A psicóloga de Brenda a acompanhou para fazer o laudo, e esse processo demorou cerca de dois meses. Só depois é que ela procurou uma neurologista, mas, nessa época, a pandemia de Covid não permitia consulta presencial. A moça procurou uma médica especializada em autismo e que tivesse experiência com o transtorno em adultos, porque não queria correr o risco de haver um engano.
“No dia da perícia, expliquei que tinha um laudo da psicóloga, e eles só alegaram que ‘psicóloga não é médica’, nem leram. Para mim, isso demonstrou desconhecimento do processo para ser laudado como autista, porque exige uma equipe multidisciplinar. Quando souberam que eu era casada, basicamente disseram que eu não podia ser autista porque namorava. Tentei explicar que o meu namoro foi atravessado por um bilhão de questões relacionadas ao autismo, mas não conseguia concluir as respostas, porque eles jogavam mais e mais perguntas”, relata Brenda.
A professora reforça que estava muito nervosa na ocasião e que, depois do ocorrido, pensou no fato de como o sofrimento de uma vida toda foi invalidado.
"Me pediram uns exames complementares para eu levar, que são caríssimos, feitos em lugares muito específicos e são para autistas crianças. Eu sou uma mulher adulta e com laudo tardio, eles sabiam disso. Não consegui os exames complementares. Cheguei a acionar um advogado, mas não consegui nem por recurso permanecer no concurso. A perícia foi um dos momentos mais humilhantes da minha vida, sem dúvida”, relembra.

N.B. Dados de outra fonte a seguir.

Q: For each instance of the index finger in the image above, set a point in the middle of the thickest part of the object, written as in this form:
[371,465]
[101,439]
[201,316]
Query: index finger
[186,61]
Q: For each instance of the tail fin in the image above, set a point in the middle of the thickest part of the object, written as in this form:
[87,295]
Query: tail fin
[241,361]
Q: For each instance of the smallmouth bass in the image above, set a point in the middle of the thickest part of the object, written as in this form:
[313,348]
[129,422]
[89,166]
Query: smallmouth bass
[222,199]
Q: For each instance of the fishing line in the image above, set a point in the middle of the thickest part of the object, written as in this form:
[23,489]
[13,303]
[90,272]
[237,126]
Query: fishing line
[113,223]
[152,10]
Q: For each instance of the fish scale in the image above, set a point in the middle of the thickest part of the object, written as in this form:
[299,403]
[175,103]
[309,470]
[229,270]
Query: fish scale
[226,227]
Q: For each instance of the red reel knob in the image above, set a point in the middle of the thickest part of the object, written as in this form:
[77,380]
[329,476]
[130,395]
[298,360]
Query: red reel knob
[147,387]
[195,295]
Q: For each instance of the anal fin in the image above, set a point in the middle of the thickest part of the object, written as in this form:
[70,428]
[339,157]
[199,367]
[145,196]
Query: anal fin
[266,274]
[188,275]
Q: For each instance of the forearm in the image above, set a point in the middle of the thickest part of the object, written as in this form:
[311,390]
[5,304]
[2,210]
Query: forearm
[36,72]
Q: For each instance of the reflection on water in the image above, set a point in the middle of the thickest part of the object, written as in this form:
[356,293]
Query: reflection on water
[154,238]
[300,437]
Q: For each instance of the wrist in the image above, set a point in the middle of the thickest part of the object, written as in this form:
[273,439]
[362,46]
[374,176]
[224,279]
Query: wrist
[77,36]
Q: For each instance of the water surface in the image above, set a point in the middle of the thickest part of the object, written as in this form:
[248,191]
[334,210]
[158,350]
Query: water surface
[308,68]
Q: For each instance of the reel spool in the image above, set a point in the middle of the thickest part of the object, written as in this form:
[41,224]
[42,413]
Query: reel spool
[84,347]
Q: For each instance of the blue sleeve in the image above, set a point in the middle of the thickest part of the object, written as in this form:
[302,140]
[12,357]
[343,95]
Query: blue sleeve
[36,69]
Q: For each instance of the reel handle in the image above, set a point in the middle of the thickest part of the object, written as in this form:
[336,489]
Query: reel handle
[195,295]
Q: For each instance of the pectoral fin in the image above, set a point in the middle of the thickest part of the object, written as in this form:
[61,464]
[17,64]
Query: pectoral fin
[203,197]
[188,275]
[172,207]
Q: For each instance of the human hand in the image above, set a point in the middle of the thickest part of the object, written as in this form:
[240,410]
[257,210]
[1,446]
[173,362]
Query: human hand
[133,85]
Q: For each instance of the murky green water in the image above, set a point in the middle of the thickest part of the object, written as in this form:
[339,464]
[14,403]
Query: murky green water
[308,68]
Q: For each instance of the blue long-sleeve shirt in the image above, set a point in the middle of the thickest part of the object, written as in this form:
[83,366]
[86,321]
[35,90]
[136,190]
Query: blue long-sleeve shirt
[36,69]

A Sedu informou, em nota, que todas as informações referentes ao concurso Seger/Sedu n° 01/2022 constam no Edital 01/2022, inclusive prevê a desclassificação do candidato PCD que não for aprovado na etapa de perícia médica, que é feita pelo Instituto de Previdência dos Servidores do Espírito Santo (IPAJM).
“A secretaria informa, ainda, que essa fase é realizada por médicos peritos, trabalho esse que consiste em avaliar a capacidade laboral do candidato/servidor, e que também seguiu regras estabelecidas no edital de abertura e nas legislações de amparo vigente”, diz a nota.